This shows a common way the $1/\sqrt{N}$ scaling arises: it's often linked to how quickly our statistical estimation error (the uncertainty from using a finite sample) decreases as we get more data. While more complex scaling laws (like $N^{-\alpha}$ with different $\alpha$) exist, this $1/\sqrt{N}$ behavior is a fundamental reference point from statistical learning theory.

---

## 2. Scaling law with respect to parameters number

### 2.1 Problem Formulation

We train a random forest with $N$ independent regression trees. Each tree is an estimator of the target function. We assume:

- Each tree has a prediction variance of $\sigma^2$
- Trees are independent (or weakly correlated)
- The final prediction is the average of the individual tree predictions


### 2.2 Variance of the Averaged Model

Let $Y_i$ be the prediction of the $i$-th tree. The ensemble prediction is:

$$
\hat{Y} = \frac{1}{N} \sum_{i=1}^N Y_i
$$

If the trees are independent with variance $\operatorname{Var}(Y_i) = \sigma^2$, then the variance of the average is:

$$
\operatorname{Var}(\hat{Y}) = \frac{\sigma^2}{N}
$$

This is a classical property of the mean of independent estimators.

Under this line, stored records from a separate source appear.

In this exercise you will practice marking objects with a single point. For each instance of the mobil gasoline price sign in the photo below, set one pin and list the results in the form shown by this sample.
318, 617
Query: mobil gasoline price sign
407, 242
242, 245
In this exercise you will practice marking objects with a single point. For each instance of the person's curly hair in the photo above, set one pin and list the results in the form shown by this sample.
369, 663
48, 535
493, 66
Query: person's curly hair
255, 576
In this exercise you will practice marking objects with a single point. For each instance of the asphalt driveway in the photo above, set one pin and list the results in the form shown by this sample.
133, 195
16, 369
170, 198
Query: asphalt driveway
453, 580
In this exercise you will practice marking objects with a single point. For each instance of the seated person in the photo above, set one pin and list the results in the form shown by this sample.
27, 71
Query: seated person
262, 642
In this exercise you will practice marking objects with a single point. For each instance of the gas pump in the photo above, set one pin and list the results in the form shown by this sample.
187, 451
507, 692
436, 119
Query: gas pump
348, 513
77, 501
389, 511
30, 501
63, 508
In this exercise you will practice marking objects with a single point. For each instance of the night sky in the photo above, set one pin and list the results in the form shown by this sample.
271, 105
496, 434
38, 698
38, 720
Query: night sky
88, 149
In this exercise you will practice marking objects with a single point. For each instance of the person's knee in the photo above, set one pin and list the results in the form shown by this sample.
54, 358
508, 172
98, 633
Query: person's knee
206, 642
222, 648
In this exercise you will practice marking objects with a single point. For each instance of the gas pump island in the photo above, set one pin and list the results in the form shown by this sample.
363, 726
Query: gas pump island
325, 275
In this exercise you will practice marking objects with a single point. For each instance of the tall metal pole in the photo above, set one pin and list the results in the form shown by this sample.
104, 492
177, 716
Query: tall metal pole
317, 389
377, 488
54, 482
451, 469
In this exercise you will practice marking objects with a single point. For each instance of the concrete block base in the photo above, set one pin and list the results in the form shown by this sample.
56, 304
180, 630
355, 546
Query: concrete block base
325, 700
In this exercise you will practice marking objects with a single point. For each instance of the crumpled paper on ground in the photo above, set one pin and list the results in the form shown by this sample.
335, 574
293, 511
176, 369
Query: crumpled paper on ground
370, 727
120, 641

### 2.3 Mean Squared Error (MSE)

The total error can be written using the bias-variance decomposition:

$$
\text{MSE} = \underbrace{\text{Bias}^2}_{\text{model bias}} + \underbrace{\text{Variance}}_{\frac{\sigma^2}{N}}
$$

In a random forest, the trees are typically deep and hence low-bias (bias $\approx 0$)

So we can approximate:

$$
\text{MSE}(N) \approx \frac{A}{N} + B
$$

Which is of the form:

$$
\text{MSE}(N) = A \cdot N^{-\alpha} + B \quad \Rightarrow \quad \boxed{\alpha = 1}
$$

---

In [None]:
import numpy as np
import matplotlib.pyplot as plt
from sklearn.datasets import fetch_california_housing
from sklearn.ensemble import RandomForestRegressor
from sklearn.metrics import mean_squared_error
from sklearn.model_selection import train_test_split
from sklearn.preprocessing import StandardScaler
from scipy.optimize import curve_fit
from tqdm import tqdm
import ssl
ssl._create_default_https_context = ssl._create_unverified_context


### Load dataset ###

data = fetch_california_housing()
X, y = data.data, data.target

# Data nomalization
scaler_X = StandardScaler()
X = scaler_X.fit_transform(X)

# Train - test split
X_train_full, X_test, y_train_full, y_test = train_test_split(X, y, test_size=0.2, random_state=42)




### Training models ###

n_points = 10

# Dataset sizes to test (full dataset fractions)
fractions = np.linspace(1e-2, 1, n_points) # 1% to 100%
train_sizes = [int(f * len(X_train_full)) for f in fractions]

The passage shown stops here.